In 1935, Adolf Hitler announced that Germany would construct aircraft carriers to strengthen the Kriegsmarine. The keels of two were laid down the next year. Two years later, Grand Admiral Erich Raeder presented an ambitious shipbuilding program called the Z Plan, in which four carriers were to be built by 1945. In 1939, he revised the plan, reducing the number to be built to two.
The German Navy has always maintained a policy of not assigning a name to a ship until she is launched. The first German carrier, laid down as "Carrier A," was named Graf Zeppelin when launched in 1938. The second carrier bore only the title "Carrier B," since she was never launched. Various names, including Peter Strasser and Deutschland, were rumored, but no official decision was ever made.
A review of the Führer's conferences on matters dealing with the German Navy, the minutes of which were captured after the fall of the Third Reich, reveals Hitler's vacillating interest in the carriers. Marshall Hermann Göring, Commander in Chief of the Luftwaffe, was resentful of any incursion on his authority as head of the country's air power and he frustrated Raeder at every opportunity. Within his own service, Raeder found opposition in Admiral Karl Doenitz, a submarine man.
By May 1941, the strain on manpower and raw materials was being felt in Germany. Raeder was still optimistic, however, and informed Hitler that Graf Zeppelin, then about 85 per cent complete, would be completed in about a year and that another year would be required for sea trials and flight training.
Though Hitler continued to assure Raeder that the carriers would be built, the Admiral's war with Göring had no truce and became increasingly bitter. Göring showed his contempt for the naval air arm by informing Hitler and Raeder that the aircraft ordered for Graf Zeppelin could not be available until the end of 1944. Göring's delaying tactics worked.
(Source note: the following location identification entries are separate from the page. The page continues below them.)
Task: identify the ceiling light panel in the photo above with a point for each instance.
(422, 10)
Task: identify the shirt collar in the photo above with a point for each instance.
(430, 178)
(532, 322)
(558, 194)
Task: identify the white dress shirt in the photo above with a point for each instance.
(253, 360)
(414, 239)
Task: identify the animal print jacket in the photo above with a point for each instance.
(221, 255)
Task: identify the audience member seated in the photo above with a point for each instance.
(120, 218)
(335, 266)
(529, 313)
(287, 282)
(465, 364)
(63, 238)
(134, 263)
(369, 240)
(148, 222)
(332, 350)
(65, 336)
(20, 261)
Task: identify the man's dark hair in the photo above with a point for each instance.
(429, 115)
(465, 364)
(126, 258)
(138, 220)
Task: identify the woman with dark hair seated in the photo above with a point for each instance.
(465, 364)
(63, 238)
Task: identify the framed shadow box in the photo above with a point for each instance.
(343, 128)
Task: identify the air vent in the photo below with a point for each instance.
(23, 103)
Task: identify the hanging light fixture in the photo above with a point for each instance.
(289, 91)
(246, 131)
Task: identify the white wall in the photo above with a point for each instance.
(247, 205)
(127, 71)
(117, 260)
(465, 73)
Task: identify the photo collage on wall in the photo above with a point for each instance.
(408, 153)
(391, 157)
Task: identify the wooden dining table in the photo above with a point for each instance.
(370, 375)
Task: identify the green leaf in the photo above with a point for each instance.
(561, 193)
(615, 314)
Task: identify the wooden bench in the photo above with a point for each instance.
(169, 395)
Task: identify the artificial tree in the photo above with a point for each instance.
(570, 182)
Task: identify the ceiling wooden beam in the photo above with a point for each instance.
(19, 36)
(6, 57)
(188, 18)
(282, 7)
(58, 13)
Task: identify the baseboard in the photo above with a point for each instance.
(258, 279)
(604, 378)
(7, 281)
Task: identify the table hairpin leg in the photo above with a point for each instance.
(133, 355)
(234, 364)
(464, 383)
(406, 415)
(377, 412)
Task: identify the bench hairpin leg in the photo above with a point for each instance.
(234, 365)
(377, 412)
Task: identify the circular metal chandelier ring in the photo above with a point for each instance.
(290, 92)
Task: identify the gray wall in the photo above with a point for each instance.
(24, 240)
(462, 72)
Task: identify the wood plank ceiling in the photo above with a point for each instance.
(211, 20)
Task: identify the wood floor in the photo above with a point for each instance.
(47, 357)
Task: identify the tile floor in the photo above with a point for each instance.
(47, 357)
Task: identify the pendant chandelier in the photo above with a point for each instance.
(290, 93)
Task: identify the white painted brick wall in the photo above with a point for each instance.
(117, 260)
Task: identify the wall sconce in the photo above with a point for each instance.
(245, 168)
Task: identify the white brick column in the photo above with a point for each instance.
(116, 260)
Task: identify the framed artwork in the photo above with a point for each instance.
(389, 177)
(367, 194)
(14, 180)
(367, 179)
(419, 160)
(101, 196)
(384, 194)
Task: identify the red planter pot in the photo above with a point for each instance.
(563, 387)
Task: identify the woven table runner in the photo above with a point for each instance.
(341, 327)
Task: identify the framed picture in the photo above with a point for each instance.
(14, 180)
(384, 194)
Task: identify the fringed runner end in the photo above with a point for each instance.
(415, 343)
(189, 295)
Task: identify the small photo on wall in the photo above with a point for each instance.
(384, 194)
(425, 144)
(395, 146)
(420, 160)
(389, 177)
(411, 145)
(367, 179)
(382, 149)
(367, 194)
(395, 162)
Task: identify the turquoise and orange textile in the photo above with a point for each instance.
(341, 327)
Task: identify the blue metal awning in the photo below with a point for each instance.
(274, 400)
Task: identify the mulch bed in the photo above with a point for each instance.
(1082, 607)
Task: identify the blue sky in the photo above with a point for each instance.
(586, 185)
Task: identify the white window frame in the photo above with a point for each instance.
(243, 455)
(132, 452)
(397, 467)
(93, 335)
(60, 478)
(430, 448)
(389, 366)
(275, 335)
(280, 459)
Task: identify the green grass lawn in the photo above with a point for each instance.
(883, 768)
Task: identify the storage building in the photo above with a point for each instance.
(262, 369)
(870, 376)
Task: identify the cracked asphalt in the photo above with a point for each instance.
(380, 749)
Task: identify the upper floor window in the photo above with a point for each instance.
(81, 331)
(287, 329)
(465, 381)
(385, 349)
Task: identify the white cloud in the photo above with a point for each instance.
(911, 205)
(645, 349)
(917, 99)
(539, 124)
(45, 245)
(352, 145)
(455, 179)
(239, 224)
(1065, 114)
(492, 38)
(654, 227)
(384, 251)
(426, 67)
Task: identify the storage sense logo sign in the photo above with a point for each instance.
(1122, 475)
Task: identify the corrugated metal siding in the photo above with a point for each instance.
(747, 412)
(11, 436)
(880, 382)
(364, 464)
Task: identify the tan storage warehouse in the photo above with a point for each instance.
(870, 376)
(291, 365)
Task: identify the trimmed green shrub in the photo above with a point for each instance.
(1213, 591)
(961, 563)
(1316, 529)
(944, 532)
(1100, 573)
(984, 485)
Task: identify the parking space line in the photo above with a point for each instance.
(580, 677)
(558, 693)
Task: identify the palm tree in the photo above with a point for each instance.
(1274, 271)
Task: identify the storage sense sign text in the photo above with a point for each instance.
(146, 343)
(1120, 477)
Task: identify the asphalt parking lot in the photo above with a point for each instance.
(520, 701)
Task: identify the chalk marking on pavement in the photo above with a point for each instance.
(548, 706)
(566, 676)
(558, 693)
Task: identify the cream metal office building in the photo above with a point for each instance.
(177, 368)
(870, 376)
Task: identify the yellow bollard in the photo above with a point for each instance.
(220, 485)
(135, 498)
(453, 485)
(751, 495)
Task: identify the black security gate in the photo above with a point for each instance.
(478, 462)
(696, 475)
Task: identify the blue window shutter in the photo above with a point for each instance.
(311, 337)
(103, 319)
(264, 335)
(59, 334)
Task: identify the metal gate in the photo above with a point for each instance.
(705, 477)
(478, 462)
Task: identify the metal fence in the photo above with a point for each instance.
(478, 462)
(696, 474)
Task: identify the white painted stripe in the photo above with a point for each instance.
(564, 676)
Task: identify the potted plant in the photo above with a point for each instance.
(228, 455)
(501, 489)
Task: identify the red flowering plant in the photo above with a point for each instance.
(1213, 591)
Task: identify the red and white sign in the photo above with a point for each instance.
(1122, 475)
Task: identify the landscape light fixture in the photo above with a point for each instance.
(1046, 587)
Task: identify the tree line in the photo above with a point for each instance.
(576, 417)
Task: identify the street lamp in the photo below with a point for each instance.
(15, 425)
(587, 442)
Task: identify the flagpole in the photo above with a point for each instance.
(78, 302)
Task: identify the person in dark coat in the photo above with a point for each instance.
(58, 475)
Construction on the carriers had been fitful from the start. "Carrier B" was abandoned in 1940 and broken up. Manpower and material shortages plagued the Graf Zeppelin.
Prodded by Raeder, Hitler ordered Göring to produce aircraft for the carrier and under this pressure, the air marshall offered redesigned versions of the Junkers Ju 87B and the Messerschmitt Bf 109E-3 which were at that time being phased out of the Luftwaffe first-line squadrons. Raeder was unhappy, but he had to accept them or none at all. This forced another delay in the construction of the carrier: the flight deck installations had to be changed.
By 1943, Hitler had become disenchanted with his Navy. Raeder was relieved at his own request and Doenitz, the submarine admiral, took the top naval post. Work on Graf Zeppelin stopped completely.
As the end of World War II neared, Graf Zeppelin was scuttled in shallow water at Szczecin (known to the Germans as Stettin) on 25 April, 1945. After Germany's surrender, though, her history and fate is unclear. According to the terms of the Allied Tripartite Commission, a "Category C" ship (damaged or scuttled) should have been destroyed or sunk in deep water by 15 August 1946. However, reports were received in 1947 that she had been raised by the Soviet Union and towed to Leningrad. She probably left Śeeświnoujcie (the port of Szczecin, known to the Germans as Swinemünde) on 14 August 1947.
It is very unlikely that the hulk made it to Leningrad; the arrival of such a large and unusual vessel would have been noticed by Western intelligence forces. This assumption implies that the hulk was lost at sea between Swinemünde and Leningrad.
One account concludes that she struck a mine north of Rügen on 15 August 1947, but Rügen, west of Swinemünde, is not on the sailing route to Leningrad. Further north, in the Gulf of Finland, a heavily-mined area difficult for Western observers to monitor, is more likely.
Another account specifies that the Soviets designated Graf Zeppelin "PO-101" (Floating Base Number 101), towed a short way from Swinemünde, and anchored as a training target for dive-bombers and torpedo vessels. The tests began on 16 August 1947. Allegedly, the Soviets installed aerial bombs on the flight deck, in hangars and even inside the funnels (to simulate a load of combat munitions), and then dropped bombs from aircraft, fired shells, and shot torpedoes into her. This assault would both comply with the Tripartite mandate (albeit late) and provide the Soviets with experience in sinking an aircraft carrier.